The research comes from researchers at the University of Calgary, U.C Berkeley. the IMDEA Networks Institute, the International Computer Science Institute (ICSI) and AppCensus, which offers a searchable database detailing the privacy issues with individual apps. Called 50 Ways to Leak Your Data: An Exploration of Apps’ Circumvention of the Android Permissions System, the paper spotted dozens of apps circumventing permissions-based protections in Android to get the data they want.

Android apps must ask for permission to access sensitive resources on the phone, like the GPS, the camera, or the user’s contacts data. When you say that an app can’t access your location data, the operating system can prevent it from doing so because it runs the app in its own sandbox. That also stops the app in question interacting with other apps.

Sidestepping permissions

The researchers analysed over 88,000 Android apps to see what data they transmitted from the phone, and where they sent it. They ran the test on a variety of Android systems, with the most recent being Android Pie (2018). They matched this against the permissions that the user had granted the app to see if apps were harvesting data that they shouldn’t be. They found dozens of apps transmitting data they shouldn’t have accessed, along with thousands more containing the code to do so. They reverse engineered the code and found two main methods for circumventing permissions protections.

The first is known as a side channel attack. In this context, they happen when sensitive information is available in more than one place on a mobile phone.

For example, apps are meant to request access to the phone’s GPS if they want location data. However, the researchers found apps accessing the MAC address of the Wi-Fi base stations that the phone connected to by reading a locally stored, unprotected cache. That gave the apps the location data that they needed.

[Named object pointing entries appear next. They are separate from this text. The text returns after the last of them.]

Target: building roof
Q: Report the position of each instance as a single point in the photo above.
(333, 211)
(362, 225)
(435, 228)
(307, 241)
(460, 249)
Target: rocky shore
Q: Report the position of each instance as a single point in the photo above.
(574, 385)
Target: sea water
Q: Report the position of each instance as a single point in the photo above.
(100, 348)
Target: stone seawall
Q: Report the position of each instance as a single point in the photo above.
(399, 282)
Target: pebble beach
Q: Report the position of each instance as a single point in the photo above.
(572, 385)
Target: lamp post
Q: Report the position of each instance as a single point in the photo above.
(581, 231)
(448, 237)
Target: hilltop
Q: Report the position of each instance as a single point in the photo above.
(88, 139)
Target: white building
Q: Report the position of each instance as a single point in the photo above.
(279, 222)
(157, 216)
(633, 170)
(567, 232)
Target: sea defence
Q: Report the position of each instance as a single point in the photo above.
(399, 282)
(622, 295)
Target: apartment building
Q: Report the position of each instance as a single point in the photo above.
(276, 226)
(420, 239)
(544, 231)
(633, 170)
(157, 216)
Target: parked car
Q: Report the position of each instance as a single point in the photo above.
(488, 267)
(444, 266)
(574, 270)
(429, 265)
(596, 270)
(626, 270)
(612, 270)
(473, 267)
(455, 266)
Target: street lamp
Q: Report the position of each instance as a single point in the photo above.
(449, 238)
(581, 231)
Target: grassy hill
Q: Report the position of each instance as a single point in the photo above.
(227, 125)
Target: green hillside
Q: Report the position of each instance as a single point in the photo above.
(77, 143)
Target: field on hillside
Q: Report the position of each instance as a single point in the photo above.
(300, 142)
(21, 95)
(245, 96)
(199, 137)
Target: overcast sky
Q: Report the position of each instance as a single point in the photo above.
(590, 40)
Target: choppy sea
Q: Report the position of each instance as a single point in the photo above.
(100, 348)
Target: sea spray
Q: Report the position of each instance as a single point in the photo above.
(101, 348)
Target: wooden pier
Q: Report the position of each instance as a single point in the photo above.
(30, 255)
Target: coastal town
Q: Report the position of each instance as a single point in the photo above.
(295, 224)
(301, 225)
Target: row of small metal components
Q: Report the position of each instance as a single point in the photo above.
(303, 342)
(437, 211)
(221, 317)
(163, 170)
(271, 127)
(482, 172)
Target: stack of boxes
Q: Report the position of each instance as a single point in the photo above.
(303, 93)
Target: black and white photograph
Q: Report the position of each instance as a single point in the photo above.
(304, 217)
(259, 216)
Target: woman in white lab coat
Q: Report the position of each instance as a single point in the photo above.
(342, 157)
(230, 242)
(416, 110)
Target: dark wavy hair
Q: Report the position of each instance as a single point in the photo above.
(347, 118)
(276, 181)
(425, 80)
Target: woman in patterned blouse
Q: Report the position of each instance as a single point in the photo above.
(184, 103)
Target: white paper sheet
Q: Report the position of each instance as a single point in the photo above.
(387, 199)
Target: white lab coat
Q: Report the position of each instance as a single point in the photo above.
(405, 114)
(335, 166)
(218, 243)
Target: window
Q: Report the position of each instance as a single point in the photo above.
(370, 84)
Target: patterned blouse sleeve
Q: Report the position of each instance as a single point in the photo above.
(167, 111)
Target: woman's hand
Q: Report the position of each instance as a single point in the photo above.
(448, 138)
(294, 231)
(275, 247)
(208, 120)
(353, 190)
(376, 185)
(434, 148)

The second, more insidious attack is known as a covert channel, and it’s a communication from one privileged app to another. One app might be allowed to read the phone’s International Mobile Equipment Identity (IMEI), for example, which is a unique identifier for the phone, and could give that data to another app that wasn’t.

The researchers found software libraries from Baidu and South Korean company Salmonads doing this. They used the SD card to store the phone’s IMEI, making it readable to apps that couldn’t access the data directly from the phone.

According to the researchers, the app from image printing service Shutterfly took a novel side channel approach to location harvesting by using the geolocation information stored in an image’s EXIF metadata.

Shutterfly responded, telling us:

If the user allows their images to be tagged with metadata, including geolocation, that information is included with the photos that are either uploaded to the Shutterfly app, or accessed locally on the user’s phone with their express permission.

The app’s use of the data was in accordance with the Android developer agreement, it added.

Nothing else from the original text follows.